South Vietnamese leaders
Several figures played key roles in the South Vietnamese government as North Vietnamese troops were poised to take Saigon, above all Nguyen Van Thieu and Duong Van Minh.
- Nguyen Van Thieu -
President of South Vietnam for most of the war, Thieu was a skilled political operator but someone deemed overly cautious in the end.
He reluctantly signed the 1975 Paris Peace Agreement but later accused Washington of betrayal.
Thieu was an army officer of fairly modest origins who took part in the November 1963 coup against Ngo Dinh Diem, the South Vietnamese president held responsible for the violent crackdown on Buddhist demonstrations that year.
Thieu became South Vietnam's defence minister in 1964-65.
Prior to that, after briefly fighting the French, he had joined the French-backed Vietnamese armed forces and converted to Catholicism, his wife's religion and also that of the future president Diem.
Thieu's contact with both Buddhists and Catholics helped make him the man chosen in 1965 to lead the South Vietnamese government.
He won election in 1967 and again in 1971, when the vote was rigged.
In January 1973 Thieu signed the peace agreement even though he felt that the north, which was allowed to keep troops in the south, would not abide by it.

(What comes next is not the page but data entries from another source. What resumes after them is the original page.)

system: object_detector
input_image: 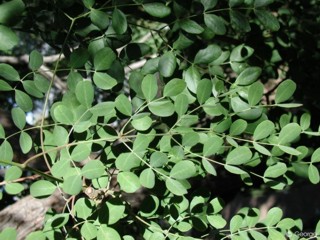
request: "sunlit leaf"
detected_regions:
[30,180,57,198]
[112,8,128,34]
[29,50,43,70]
[143,2,171,18]
[275,80,297,104]
[0,25,19,52]
[204,14,227,35]
[170,160,196,179]
[81,160,104,179]
[117,172,141,193]
[226,146,252,165]
[158,51,177,77]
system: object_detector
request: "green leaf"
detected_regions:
[254,9,280,31]
[249,230,267,240]
[30,180,57,198]
[46,213,70,229]
[150,152,169,167]
[11,107,26,130]
[202,158,217,176]
[158,51,177,78]
[170,160,197,180]
[268,228,287,240]
[184,65,201,93]
[163,78,186,97]
[173,32,193,50]
[254,0,274,8]
[76,81,94,108]
[22,80,43,98]
[174,94,189,117]
[248,82,264,106]
[229,119,248,136]
[70,48,90,68]
[141,74,158,102]
[4,183,24,195]
[0,140,13,162]
[166,178,188,196]
[112,8,128,34]
[275,80,297,104]
[230,214,243,233]
[300,113,311,131]
[4,166,22,182]
[80,222,98,240]
[15,89,33,112]
[263,162,287,178]
[29,50,43,71]
[204,14,227,35]
[228,0,244,7]
[148,100,175,117]
[0,124,6,139]
[311,148,320,163]
[93,72,118,90]
[229,10,251,32]
[131,113,152,131]
[90,101,115,116]
[201,0,218,11]
[142,2,171,18]
[180,19,204,34]
[226,146,252,165]
[0,63,20,81]
[33,74,50,93]
[182,132,200,147]
[25,231,46,240]
[203,135,223,157]
[101,197,126,225]
[235,67,262,86]
[0,25,19,52]
[194,44,222,64]
[230,44,254,62]
[97,225,121,240]
[53,104,76,125]
[117,172,141,193]
[19,132,33,154]
[279,123,301,144]
[276,103,303,108]
[0,80,13,91]
[253,142,272,156]
[93,47,117,71]
[231,97,262,120]
[207,214,227,229]
[276,218,296,229]
[140,168,156,189]
[263,207,283,227]
[62,175,82,195]
[81,160,105,179]
[90,8,110,30]
[308,164,320,184]
[278,145,301,155]
[71,142,92,162]
[115,94,132,116]
[253,120,274,141]
[196,79,212,104]
[74,198,94,219]
[116,152,141,171]
[139,194,160,218]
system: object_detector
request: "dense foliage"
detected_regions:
[0,0,320,240]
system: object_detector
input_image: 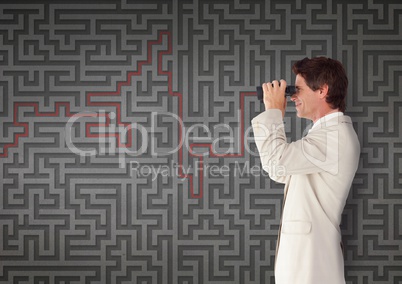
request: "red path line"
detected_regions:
[0,31,255,198]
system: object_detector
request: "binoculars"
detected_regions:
[257,85,296,102]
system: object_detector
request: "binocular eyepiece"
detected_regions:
[257,85,296,103]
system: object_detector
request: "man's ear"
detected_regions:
[319,84,328,99]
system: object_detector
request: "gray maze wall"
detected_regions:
[0,0,402,284]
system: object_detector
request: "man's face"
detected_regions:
[291,75,320,121]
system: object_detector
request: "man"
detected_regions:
[252,57,360,284]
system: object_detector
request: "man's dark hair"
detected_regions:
[292,57,348,112]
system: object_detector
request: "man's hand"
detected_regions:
[262,80,286,117]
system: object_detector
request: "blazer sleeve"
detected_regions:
[251,109,339,183]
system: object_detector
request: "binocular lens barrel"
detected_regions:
[257,85,296,102]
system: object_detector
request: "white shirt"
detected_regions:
[309,111,343,132]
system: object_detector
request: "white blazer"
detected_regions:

He was proven right.
In the spring of 1975 Thieu lost control of the situation and fled to Taiwan, later settling near Boston, Massachusetts, where he died on September 29, 2001 at the age of 78.
- Duong Van Minh -
The last, fleeting leader of South Vietnam, Minh was forced to accept a humiliating capitulation just 48 hours after replacing Nguyen Van Thieu.
"I call on soldiers of the Republic of Vietnam to cease hostilities and to remain where they are," Minh said in a television broadcast on April 30, 1975.
Known for tending to his orchids and playing tennis, Minh led the 1963 coup that toppled Ngo Dinh Diem and reportedly gave the signal for Diem and his brother to be executed, miring the United States deeper in Vietnam.
After North Vietnam overran the south, he was held prisoner from 1975 until 1983 when he was allowed to leave for France and the United States, where he died on August 6, 2001 at the age of 85.
Born on February 16, 1916 to a wealthy family in the Mekong Delta, Minh was initially a non-commissioned officer in the French army.
Known as "Big" Minh because of his size, he was already a US ally in October 1963 when some became concerned that Diem's authoritarian tactics had become a handicap and should be deposed.
Minh briefly led a military junta after Diem's death but was overthrown in turn in January 1964.
He was placed in power by the United States amid the chaos of April 1975 but surrendered 48 hours later.